Saturday, September 05, 2009
Breathmoss and Other Exhalations - Ian R Macleod
buy - author site
Another book from the heatwave, another book I've taken far too long to write about. A travesty doubly so because this book is just...amazing.
As with most collections, reading from cover to cover is a touch foolish. You become familiar with the writer's various methodologies, and in doing so sabotage the stories for yourself. You know what to expect, what to look for, and predict the shape of the narrative to come. This occurred when reading this collection, as there is a focus on transformation and loss running through each tale, and yet, it did not happen.
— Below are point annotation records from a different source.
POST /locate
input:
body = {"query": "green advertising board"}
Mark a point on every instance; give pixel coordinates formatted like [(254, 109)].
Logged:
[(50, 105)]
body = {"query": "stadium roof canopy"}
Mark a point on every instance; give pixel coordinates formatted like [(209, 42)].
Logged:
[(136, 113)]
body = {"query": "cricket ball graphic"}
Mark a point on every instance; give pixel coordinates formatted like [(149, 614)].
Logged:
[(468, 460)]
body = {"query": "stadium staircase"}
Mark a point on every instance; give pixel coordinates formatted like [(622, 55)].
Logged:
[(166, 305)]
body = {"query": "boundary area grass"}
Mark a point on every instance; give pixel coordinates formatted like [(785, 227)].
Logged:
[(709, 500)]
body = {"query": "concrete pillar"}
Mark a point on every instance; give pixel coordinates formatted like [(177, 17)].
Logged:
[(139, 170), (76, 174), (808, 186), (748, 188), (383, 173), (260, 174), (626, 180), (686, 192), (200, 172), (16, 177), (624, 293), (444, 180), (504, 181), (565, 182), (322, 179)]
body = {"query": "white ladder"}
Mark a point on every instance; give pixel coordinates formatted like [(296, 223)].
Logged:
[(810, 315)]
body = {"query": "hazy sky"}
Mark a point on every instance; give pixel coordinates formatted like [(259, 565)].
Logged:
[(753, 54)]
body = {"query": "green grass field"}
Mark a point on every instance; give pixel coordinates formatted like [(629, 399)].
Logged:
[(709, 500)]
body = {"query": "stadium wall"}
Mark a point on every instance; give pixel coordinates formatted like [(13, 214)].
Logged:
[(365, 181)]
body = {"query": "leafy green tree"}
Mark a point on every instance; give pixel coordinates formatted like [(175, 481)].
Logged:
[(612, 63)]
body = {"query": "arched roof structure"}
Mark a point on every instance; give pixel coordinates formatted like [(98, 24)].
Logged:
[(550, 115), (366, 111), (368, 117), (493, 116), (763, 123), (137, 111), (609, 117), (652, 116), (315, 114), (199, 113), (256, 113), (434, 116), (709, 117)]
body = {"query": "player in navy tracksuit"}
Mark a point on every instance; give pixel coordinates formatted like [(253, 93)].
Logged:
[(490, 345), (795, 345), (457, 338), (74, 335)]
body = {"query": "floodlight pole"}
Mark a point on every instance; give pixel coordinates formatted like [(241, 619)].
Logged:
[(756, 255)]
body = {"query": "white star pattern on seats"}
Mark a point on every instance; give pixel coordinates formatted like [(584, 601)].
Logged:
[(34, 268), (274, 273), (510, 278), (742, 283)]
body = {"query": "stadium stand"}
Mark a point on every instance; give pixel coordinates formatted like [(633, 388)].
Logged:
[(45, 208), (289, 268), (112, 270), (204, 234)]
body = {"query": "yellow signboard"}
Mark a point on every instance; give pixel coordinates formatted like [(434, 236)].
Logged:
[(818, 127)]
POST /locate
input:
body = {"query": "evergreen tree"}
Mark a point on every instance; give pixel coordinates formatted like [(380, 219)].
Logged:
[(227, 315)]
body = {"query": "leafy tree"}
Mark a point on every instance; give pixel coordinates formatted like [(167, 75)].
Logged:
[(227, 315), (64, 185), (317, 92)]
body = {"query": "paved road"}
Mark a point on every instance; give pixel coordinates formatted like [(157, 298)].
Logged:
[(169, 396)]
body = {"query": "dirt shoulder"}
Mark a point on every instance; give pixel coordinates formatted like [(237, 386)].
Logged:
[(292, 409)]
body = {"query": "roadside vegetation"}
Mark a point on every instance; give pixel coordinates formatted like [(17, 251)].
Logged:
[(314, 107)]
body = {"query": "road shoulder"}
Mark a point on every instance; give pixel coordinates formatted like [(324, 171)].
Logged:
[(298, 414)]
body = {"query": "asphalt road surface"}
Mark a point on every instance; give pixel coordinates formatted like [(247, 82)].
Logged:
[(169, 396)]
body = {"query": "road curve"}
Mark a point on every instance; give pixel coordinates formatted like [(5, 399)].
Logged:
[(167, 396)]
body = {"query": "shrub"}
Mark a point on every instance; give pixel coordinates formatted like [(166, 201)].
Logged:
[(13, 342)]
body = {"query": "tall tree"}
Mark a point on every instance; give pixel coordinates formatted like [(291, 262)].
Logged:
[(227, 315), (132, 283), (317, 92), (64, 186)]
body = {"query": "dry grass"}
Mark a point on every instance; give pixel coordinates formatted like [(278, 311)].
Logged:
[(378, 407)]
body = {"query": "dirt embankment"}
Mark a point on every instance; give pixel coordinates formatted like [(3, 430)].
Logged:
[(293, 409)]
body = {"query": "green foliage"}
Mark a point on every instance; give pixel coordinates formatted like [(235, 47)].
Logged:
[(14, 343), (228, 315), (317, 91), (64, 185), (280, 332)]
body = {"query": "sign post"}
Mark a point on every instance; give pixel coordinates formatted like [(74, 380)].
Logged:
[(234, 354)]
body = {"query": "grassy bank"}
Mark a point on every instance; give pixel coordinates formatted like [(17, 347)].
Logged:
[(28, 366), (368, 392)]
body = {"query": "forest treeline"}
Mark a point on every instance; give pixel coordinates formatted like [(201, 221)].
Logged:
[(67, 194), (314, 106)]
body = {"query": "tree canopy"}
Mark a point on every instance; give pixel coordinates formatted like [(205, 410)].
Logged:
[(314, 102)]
Each treatment of the theme is so markedly different, the flavour and texture of the stories so contrasting, they are not the same even as they are easily recognisable as bearing Macleod's signature.
A particular strength of his lies in the depiction of the physical world through which his stories wend. My goodness. I was overwhelmed. A sensory overload. Beauty, beauty, beauty. I was in love.
When was the last time I was in love with prose? Truly in love, not just recognising skill and power, but giddy and delighted and excited? Reading this book made me excited about reading, which made me realise how out of touch with it, as a pass time, I had become. And how much I missed it.
The title story, 'Breathmoss' is extravagant and soft, and took my breath away. 'Verglas' following on its heels, is a different sort of extravagant, and a different sort of soft, with different joys and losses, and took my breath away. And so on, and so forth, with each story to follow.
I remember thinking 'The Summer Isles' stood apart from the rest. But, fool I am, it has been too long since I read it, and now I cannot remember why. It was a different creature, like a tortoise among turtles.
Macleod strikes that perfect balance between the art of writing and storytelling.
In fact, there should be no differentiating between the two, and when he writes, there isn't.
Verdict: Magnificent. Just touching this book again after all these months makes me want to read it over, and I do not reread. It's a sign of just how beautiful a collection it is, and how sumptuous a writer he is, and oh, I'm still in love.